Reliability of the high-voltage grid
Laying a 380-kV high-voltage line underground poses a number of risks. The electrical behaviour of underground cables differs from that of overhead high-voltage lines. This results in a loss of transmission capacity. To compensate for this loss, additional devices (e.g. coils) have to be installed at various points along the route.
The combination of cables and coils creates resonance similar to a radio where multiple jammers continuously change frequency. Cables and coils can cause disruption locally, jeopardising the stability of the entire grid. In addition, it is easier for Elia to identify faults and carry out maintenance on overhead lines.
Control room monitoring grid stability - © Elia
Impact on the surrounding area
The conductors currently installed on this high-voltage line can be replaced with conductors that have a greater transmission capacity. This requires the reinforcement of the foundations and ironwork of 64 pylons and the replacement of six pylons. Such work will not take up any additional public space, which would have incurred more costs.
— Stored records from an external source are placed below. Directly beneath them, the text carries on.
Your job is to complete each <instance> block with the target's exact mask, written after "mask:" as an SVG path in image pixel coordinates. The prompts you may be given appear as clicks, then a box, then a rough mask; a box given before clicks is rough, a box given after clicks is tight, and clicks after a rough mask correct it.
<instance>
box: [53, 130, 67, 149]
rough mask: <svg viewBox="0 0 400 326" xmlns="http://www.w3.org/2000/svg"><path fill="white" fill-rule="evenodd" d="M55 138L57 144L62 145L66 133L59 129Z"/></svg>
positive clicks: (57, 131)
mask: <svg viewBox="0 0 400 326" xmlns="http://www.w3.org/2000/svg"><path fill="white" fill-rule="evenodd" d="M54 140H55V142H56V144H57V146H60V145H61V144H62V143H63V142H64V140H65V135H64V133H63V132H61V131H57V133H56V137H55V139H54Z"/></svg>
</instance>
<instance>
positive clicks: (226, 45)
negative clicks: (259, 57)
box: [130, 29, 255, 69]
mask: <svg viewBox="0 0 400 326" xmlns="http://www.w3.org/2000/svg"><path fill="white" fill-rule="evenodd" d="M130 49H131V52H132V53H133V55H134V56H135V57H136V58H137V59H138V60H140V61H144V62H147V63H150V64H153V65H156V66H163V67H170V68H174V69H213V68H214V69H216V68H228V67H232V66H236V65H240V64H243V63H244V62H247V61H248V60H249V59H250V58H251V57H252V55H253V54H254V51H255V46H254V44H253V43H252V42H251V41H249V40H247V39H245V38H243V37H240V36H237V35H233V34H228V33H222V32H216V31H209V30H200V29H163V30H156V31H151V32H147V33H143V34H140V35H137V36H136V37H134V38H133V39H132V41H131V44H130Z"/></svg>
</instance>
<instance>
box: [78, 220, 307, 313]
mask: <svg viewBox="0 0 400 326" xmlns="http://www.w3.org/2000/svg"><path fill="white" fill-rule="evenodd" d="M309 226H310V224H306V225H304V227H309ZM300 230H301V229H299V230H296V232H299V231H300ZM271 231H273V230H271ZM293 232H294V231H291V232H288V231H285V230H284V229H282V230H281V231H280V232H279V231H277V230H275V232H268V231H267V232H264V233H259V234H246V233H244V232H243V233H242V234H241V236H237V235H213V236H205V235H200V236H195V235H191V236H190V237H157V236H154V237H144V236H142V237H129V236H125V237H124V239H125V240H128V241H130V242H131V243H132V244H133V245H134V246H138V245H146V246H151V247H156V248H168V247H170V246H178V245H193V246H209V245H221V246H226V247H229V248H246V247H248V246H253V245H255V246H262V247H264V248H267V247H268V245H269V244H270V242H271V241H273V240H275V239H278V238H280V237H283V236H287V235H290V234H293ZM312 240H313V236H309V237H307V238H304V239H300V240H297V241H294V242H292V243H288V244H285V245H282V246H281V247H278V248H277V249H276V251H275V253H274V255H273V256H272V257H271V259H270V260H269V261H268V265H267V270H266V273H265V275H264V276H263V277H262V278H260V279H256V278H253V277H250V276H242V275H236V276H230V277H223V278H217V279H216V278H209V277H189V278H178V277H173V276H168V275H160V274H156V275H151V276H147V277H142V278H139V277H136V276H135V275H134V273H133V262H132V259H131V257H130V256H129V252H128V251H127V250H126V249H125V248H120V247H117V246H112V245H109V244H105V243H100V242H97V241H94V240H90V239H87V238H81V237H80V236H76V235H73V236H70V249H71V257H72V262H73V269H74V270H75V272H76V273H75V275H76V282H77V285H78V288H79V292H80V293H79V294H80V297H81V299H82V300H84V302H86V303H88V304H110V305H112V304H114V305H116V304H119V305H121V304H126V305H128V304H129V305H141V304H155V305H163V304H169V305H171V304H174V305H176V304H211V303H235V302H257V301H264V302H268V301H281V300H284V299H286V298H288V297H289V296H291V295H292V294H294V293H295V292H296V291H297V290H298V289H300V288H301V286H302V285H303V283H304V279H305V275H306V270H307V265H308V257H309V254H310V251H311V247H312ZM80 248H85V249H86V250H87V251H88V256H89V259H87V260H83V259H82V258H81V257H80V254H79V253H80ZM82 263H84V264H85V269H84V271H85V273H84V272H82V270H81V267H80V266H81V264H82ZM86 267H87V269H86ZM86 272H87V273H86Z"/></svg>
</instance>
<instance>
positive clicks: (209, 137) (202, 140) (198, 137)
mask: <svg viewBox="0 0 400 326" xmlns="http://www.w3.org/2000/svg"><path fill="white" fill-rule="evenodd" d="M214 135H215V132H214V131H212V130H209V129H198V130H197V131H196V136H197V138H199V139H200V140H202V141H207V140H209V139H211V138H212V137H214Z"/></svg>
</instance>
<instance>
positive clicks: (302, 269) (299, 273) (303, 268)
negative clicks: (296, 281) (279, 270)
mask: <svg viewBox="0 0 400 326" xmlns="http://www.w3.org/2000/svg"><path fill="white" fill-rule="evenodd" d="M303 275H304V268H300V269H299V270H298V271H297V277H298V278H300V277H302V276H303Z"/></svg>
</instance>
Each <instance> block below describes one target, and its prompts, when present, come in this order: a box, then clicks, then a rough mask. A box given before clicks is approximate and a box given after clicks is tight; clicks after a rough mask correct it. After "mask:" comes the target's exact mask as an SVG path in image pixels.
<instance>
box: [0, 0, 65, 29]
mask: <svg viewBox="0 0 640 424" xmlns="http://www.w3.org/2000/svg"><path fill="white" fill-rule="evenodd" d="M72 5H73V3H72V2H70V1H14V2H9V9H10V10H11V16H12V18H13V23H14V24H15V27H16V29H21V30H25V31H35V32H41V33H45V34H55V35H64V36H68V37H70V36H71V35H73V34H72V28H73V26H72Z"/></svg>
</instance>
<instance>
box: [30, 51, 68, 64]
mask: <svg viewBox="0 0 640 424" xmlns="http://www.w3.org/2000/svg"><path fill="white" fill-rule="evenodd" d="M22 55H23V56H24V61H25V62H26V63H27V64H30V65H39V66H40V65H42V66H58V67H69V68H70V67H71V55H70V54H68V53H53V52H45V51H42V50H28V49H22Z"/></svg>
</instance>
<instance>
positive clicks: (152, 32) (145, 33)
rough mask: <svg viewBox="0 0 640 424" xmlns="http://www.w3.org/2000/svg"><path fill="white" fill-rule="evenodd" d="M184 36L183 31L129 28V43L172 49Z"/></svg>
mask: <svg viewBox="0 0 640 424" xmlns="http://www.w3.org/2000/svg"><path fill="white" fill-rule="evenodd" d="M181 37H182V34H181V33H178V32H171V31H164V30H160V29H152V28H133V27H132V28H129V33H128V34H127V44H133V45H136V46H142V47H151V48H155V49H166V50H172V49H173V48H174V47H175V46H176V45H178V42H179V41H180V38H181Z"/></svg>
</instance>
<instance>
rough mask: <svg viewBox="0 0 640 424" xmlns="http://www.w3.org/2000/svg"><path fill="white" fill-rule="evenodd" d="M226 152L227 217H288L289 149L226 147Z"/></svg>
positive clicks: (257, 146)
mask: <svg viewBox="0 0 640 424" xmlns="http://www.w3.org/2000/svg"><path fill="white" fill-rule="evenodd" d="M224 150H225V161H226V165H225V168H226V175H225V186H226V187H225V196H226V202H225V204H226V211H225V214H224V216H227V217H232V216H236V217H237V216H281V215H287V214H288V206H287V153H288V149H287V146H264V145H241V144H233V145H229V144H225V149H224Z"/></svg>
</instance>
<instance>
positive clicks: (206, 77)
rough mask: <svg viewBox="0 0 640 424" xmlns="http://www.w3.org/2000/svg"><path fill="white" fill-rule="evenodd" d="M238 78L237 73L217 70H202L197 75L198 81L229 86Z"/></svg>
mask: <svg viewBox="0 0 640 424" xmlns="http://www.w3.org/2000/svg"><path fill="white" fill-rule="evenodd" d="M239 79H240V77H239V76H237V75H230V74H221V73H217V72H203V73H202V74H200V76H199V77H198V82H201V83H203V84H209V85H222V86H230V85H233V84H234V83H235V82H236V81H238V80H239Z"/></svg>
If we had opted for an underground solution, several cables would have had to be laid a certain distance from each other, given that they cool down less considerably. This means that an underground solution would require a worksite zone approximately 70 metres wide, an impossible requirement given the surroundings (villages, houses, landscape, etc.).
Spatial impact of laying underground high-voltage cables - © Elia
Investment and maintenance costs
The investment and maintenance costs of the high-voltage grid are borne by society via energy bills, as everyone who uses electricity at home or at work makes use of the high-voltage grid. It is cheaper to upgrade 32 kilometres of an existing overhead high-voltage line than to lay an entirely new underground cable.
Laying an underground cable is six times more expensive than an overhead solution, as it requires more cables and takes longer. The annual maintenance cost of an underground cable is also two to three times higher than that of an overhead high-voltage line.